Diane Roberts is an American author, columnist, essayist, radio commentator, reviewer and professor. She is the author of four books and a documentary-maker for the BBC.

==Early life, family and education==
An eighth-generation Floridian whose family has lived in Florida since 1799, Roberts is related to numerous famous Floridians, including Florida's 19th governor Napoleon Bonaparte Broward, and L. Clayton Roberts who was director of Florida's Division of Elections during the 2000 US presidential election.

Roberts attended Brasenose College, Oxford as a Marshall Scholar.

==Career==
Roberts has been a commentator at NPR, a member of the Tampa Bay Times editorial board, and a journalist for The New York Times, The Guardian, The Washington Post, the Atlanta Journal-Constitution, the Florida Phoenix, and the Orlando Sentinel.

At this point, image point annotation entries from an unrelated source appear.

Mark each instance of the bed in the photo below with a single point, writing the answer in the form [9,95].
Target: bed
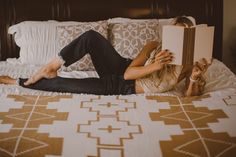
[49,124]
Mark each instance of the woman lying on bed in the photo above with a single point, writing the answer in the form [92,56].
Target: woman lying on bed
[149,72]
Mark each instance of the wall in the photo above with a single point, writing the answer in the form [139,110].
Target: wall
[229,34]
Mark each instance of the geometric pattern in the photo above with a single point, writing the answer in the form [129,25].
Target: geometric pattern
[197,139]
[22,138]
[230,100]
[118,126]
[108,129]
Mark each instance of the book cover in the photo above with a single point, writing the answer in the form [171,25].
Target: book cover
[188,44]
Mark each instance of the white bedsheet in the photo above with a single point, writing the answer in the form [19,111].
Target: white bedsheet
[218,76]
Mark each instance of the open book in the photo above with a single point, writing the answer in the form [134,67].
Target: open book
[188,44]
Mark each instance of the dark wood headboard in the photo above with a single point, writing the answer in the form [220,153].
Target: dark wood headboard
[15,11]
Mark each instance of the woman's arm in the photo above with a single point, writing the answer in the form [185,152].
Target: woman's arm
[137,69]
[195,82]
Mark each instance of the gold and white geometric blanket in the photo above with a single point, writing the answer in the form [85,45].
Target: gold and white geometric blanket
[118,126]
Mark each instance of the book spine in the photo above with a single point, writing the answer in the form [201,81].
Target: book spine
[188,47]
[191,45]
[185,47]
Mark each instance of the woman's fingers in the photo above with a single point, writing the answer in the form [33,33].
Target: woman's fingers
[33,79]
[164,56]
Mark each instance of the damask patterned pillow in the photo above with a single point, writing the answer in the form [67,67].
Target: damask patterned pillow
[67,33]
[128,38]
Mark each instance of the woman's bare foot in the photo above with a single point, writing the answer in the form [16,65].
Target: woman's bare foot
[7,80]
[48,71]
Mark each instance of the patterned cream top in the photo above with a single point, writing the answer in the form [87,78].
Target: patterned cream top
[160,81]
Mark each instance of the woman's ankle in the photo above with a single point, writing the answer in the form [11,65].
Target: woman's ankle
[55,64]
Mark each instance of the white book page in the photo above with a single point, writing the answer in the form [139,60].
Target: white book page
[172,39]
[203,46]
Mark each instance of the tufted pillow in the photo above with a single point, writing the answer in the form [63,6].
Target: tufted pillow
[67,33]
[128,38]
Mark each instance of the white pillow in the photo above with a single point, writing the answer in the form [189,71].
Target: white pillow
[39,40]
[128,36]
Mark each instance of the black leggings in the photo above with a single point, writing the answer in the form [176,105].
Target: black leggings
[109,65]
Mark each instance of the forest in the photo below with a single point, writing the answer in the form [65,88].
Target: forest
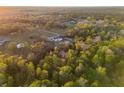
[62,47]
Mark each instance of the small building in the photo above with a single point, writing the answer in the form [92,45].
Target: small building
[57,38]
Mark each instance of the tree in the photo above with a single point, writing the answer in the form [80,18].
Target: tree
[38,72]
[36,83]
[70,84]
[30,72]
[65,74]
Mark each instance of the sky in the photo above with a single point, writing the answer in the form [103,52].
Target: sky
[61,2]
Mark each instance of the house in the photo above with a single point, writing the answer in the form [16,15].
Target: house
[56,38]
[3,40]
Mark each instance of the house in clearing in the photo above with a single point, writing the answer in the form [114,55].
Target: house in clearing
[3,40]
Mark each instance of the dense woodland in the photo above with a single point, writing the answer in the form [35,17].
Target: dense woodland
[93,58]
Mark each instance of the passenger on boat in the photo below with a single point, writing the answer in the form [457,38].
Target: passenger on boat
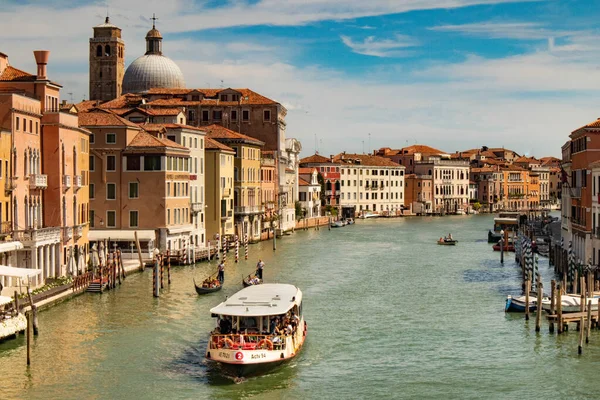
[225,326]
[221,275]
[259,267]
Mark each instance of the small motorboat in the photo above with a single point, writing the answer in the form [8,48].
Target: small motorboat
[494,237]
[208,286]
[251,280]
[337,224]
[517,303]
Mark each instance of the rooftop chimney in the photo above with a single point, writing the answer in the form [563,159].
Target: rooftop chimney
[41,58]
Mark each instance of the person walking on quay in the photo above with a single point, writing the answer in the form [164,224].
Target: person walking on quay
[259,267]
[221,276]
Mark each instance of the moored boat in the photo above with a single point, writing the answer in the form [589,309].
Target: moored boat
[517,303]
[258,328]
[208,286]
[251,280]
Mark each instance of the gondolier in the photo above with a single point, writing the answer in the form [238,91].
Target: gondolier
[221,276]
[259,267]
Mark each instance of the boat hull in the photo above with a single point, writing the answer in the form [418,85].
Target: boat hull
[517,304]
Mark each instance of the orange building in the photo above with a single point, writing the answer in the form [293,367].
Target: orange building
[138,182]
[44,139]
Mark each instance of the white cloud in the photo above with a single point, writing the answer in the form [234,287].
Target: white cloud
[503,30]
[381,48]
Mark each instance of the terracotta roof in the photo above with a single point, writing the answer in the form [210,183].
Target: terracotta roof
[315,159]
[102,118]
[420,148]
[13,74]
[144,139]
[157,127]
[87,105]
[308,170]
[128,100]
[211,144]
[218,132]
[365,159]
[302,182]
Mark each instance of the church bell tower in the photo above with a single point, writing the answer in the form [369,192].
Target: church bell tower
[107,62]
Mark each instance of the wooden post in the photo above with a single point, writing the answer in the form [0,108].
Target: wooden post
[162,269]
[169,267]
[33,310]
[16,302]
[137,244]
[559,309]
[589,324]
[580,346]
[552,303]
[527,290]
[538,315]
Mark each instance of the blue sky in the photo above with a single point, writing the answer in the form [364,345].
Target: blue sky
[453,74]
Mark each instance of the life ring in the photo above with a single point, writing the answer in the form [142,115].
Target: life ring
[263,343]
[227,343]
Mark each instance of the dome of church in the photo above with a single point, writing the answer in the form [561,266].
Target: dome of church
[152,71]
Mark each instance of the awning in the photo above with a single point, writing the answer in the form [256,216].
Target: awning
[10,246]
[18,272]
[121,235]
[5,300]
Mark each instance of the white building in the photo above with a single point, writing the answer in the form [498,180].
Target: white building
[450,182]
[192,138]
[370,183]
[309,192]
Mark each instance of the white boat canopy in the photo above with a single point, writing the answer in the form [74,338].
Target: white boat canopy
[5,300]
[18,272]
[260,300]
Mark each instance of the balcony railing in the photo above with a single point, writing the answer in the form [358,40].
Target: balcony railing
[196,207]
[38,235]
[77,182]
[67,233]
[10,185]
[575,192]
[78,231]
[66,182]
[38,181]
[247,210]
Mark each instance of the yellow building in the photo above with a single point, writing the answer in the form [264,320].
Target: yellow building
[219,188]
[248,210]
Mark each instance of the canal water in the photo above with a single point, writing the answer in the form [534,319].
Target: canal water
[390,315]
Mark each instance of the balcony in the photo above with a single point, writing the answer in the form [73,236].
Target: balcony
[67,233]
[38,235]
[196,207]
[77,182]
[66,182]
[248,210]
[10,185]
[575,193]
[38,181]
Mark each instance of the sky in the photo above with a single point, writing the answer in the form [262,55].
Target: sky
[356,75]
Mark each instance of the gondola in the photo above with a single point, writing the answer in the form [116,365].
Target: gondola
[246,281]
[447,242]
[201,290]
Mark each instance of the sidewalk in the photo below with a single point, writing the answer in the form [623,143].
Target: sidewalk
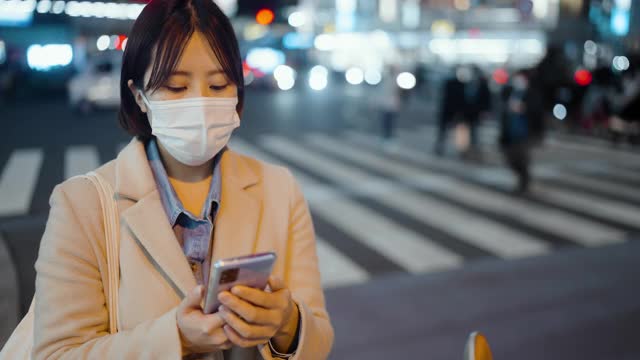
[573,304]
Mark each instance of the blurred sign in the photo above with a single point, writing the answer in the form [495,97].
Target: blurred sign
[16,12]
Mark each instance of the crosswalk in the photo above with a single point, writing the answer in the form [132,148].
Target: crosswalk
[380,209]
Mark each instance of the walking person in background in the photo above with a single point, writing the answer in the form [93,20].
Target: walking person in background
[522,125]
[477,101]
[451,107]
[390,103]
[184,200]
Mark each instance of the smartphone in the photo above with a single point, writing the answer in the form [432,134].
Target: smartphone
[251,270]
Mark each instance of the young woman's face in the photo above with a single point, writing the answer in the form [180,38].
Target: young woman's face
[197,74]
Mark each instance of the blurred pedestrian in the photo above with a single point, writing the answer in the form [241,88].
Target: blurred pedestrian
[451,106]
[390,103]
[477,102]
[522,125]
[182,95]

Roberts is professor of literature and writing at Florida State University and a visiting fellow in creative writing at the University of Northumbria in England, specializing in Southern United States culture.

== Publications ==
Books
- Tribal: College Football and the Secret Heart of America, HarperCollins Publishers, 2015
- Dream State: Eight Generations of Swamp Lawyers, Conquistadors, Confederate Daughters, Banana Republicans, and other Florida Wildlife Free Press, 2004.
- Faulkner and Southern Womanhood, University of Georgia Press, 1993.
- The Myth of Aunt Jemima, Routledge, 1994.